Detroit, though, has struggled defensively with the new lineup. After allowing 107 points to the Wizards, they let the Pacers shoot 57 percent.
"Indiana has a very explosive offensive team, and we knew they would be tough to stop," Curry said. "What was key for us was the times we were able to make multiple-effort defensive plays and get stops."
After scoring 15 points in the first half, Granger had 27 in the last two quarters.
"It was a brilliant offensive performance," Indiana coach Jim O'Brien said. "He put together a great game."
Both teams shot over 60 percent in a fast-paced first half, but the Pistons forced 12 turnovers on their way to a 63-57 halftime lead.
Detroit was up by as many as 11 in the third, and led 86-80 going into the fourth.
Granger, though, hit a jumper to tie the score at 88 with 8:39 left, and the teams traded the advantage down the stretch.
Wallace, who hadn't scored in the first three quarters, gave the Pistons a 104-103 lead with 2:39 left, and Detroit followed up by forcing a 24-second violation at the other end.
After a free throw by Iverson and an Indiana miss, Hamilton's jumper put the Pistons ahead four.

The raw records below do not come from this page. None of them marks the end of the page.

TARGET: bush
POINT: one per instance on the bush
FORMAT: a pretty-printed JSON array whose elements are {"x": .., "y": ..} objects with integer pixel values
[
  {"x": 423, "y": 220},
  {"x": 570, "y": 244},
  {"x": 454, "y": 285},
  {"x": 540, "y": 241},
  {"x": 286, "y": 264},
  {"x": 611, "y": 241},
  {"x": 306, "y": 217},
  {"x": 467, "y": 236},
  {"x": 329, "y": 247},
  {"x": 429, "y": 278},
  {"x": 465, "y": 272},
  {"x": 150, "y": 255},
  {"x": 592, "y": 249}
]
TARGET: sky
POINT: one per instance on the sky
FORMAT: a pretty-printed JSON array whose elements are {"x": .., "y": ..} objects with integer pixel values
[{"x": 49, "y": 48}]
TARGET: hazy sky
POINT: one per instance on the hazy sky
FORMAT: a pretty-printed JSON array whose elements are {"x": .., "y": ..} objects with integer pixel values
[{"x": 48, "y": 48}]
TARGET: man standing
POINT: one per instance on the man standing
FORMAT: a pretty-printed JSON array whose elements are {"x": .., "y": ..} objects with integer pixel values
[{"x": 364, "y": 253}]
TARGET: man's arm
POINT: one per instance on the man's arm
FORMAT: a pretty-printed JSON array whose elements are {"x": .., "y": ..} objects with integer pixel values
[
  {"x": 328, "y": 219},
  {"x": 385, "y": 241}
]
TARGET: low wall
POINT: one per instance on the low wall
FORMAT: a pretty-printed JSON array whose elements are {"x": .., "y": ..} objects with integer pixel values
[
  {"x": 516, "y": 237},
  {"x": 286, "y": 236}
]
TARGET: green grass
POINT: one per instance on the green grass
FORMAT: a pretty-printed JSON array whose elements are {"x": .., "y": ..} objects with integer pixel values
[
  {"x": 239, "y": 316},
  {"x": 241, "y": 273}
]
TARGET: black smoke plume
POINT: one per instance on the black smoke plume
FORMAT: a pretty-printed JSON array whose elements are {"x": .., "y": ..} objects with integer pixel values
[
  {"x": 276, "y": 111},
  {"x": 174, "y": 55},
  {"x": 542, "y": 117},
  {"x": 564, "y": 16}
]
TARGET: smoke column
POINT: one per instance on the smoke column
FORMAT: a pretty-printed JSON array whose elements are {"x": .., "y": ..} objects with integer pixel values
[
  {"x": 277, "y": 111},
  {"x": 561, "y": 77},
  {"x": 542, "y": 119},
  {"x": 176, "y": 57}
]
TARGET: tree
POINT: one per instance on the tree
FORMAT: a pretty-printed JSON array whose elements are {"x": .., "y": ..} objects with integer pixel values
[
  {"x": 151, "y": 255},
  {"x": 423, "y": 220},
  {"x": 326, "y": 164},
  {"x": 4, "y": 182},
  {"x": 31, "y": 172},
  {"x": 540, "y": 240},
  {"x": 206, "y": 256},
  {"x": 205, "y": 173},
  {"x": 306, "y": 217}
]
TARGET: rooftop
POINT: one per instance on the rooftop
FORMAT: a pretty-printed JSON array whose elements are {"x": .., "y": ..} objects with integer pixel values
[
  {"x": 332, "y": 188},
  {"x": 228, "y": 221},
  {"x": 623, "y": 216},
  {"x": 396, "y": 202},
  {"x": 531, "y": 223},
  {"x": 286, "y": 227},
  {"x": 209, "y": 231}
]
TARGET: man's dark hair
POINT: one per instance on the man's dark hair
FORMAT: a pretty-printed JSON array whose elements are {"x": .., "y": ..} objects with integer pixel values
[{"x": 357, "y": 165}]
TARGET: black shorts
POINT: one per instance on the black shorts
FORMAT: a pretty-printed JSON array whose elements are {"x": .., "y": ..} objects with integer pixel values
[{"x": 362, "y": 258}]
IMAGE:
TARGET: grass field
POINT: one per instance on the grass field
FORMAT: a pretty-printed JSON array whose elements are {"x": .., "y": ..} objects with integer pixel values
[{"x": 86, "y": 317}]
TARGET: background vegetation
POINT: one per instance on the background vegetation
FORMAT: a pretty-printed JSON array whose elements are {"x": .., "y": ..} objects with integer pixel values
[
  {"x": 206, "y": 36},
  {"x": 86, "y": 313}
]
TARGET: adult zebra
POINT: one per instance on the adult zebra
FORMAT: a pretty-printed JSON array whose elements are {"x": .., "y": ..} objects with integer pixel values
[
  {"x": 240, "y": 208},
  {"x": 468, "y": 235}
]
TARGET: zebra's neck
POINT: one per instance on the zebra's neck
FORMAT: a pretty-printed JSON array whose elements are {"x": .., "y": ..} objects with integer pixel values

Granger's 3-pointer pulled the Pacers within a point with 27 seconds to go, and Hamilton's missed free throw left Detroit with just a 112-110 lead with 8 seconds to go.
Ford, though, couldn't get a short jumper over Prince's long arms, and Arron Afflalo clinched the game with a pair from the line.
"We knew we could get a good shot with Ford at the end, but they stuck with us and the shot didn't fall," O'Brien said. "We lost tonight, but we've got another game tomorrow. That's the only way to look at it."